Dislocation-based crystal plasticity simulation on grain-size dependence of mechanical properties in dual-phase steels

TL;DR

This paper uses dislocation-based crystal plasticity finite element analysis to explore how ferrite grain size influences the mechanical properties and dislocation behavior in dual-phase steels, revealing size-dependent stress distribution and deformation mechanisms.

Contribution

It introduces a detailed dislocation-based model to explain the grain size effect on stress partitioning and deformation in dual-phase steels, highlighting the role of geometrically necessary dislocations.

Findings

Smaller ferrite grains increase GN dislocation accumulation.

Decreased ferrite grain size reduces ferritic phase deformability.

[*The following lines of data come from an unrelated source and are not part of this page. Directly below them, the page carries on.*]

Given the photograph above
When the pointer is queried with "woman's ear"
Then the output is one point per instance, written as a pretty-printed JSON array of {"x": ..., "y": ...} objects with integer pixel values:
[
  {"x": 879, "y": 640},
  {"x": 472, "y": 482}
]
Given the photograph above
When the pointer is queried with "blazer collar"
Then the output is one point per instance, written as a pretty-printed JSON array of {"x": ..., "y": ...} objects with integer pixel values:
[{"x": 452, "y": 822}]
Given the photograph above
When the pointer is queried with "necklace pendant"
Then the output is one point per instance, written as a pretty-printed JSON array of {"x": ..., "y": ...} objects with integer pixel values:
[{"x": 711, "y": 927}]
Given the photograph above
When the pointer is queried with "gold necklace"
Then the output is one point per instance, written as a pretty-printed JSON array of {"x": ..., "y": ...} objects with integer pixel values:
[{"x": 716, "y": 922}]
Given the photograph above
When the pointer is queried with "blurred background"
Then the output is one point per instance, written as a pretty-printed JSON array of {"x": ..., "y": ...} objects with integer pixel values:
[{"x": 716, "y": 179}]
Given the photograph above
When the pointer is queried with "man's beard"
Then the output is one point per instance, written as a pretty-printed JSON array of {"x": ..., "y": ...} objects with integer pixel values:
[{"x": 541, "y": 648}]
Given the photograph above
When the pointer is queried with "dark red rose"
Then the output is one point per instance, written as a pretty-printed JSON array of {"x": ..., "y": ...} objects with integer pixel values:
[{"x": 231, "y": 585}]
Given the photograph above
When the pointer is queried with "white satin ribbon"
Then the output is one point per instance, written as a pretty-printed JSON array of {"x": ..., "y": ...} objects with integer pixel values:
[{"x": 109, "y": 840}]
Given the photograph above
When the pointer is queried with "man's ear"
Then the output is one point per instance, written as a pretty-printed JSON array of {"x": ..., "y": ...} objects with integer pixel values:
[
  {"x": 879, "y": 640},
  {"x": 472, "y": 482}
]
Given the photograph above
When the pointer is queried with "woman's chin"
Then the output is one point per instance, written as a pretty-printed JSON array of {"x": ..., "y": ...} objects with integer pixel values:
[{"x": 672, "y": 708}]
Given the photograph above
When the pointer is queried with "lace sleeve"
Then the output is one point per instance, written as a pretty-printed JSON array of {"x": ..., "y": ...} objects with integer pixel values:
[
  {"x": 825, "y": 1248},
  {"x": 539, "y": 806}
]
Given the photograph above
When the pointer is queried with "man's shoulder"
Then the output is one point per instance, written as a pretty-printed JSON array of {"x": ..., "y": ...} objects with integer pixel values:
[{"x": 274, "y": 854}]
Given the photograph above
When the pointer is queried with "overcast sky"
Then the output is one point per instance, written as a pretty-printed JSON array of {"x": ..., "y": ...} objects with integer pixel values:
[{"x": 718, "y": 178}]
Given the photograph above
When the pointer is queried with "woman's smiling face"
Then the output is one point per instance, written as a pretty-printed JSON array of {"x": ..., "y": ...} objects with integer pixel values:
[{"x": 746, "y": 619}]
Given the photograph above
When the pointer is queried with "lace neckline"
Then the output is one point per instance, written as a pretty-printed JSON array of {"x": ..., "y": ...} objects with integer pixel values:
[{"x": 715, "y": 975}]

Martensitic phase deformation and dislocation density depend on ferrite grain size.

Abstract

In this study, the effect of ferrite grain size on the mechanical properties and dislocation behavior of dual-phase (DP) steel is investigated using dislocation-based crystal plasticity finite element analysis. DP steel, composed of a soft ferritic phase and a hard martensitic phase, shows mechanical properties that are significantly influenced by ferrite grain size. The mechanism underlying this grain size effect is clarified by analyzing the partitioning and distribution of stress, strain, and dislocations in each phase. Three models with the same volume fraction of martensitic phase but different ferrite grain sizes are subjected to tensile loading. Interestingly, even though only the ferrite grain size is changed, the stress in the martensitic phase exhibited a notable dependence on ferrite grain size. This can be explained as follows. Geometrically necessary (GN) dislocations accumulate on the ferrite side of the ferrite-martensite grain boundary, and the grain boundary occupancy per unit area increases as the ferrite grain size decreases. As a result, smaller ferrite grain sizes make the ferritic phase less deformable owing to the effect of GN dislocations, shifting more deformation to the martensitic phase. This behavior is confirmed by the more uniform strain distribution and partitioning observed with decreasing ferrite grain size. As the martensitic phase takes on greater deformation, the statistically stored dislocation density in the martensitic phase becomes ferrite grain size dependent, which in turn leads to the observed grain size dependence of stress in the martensitic phase.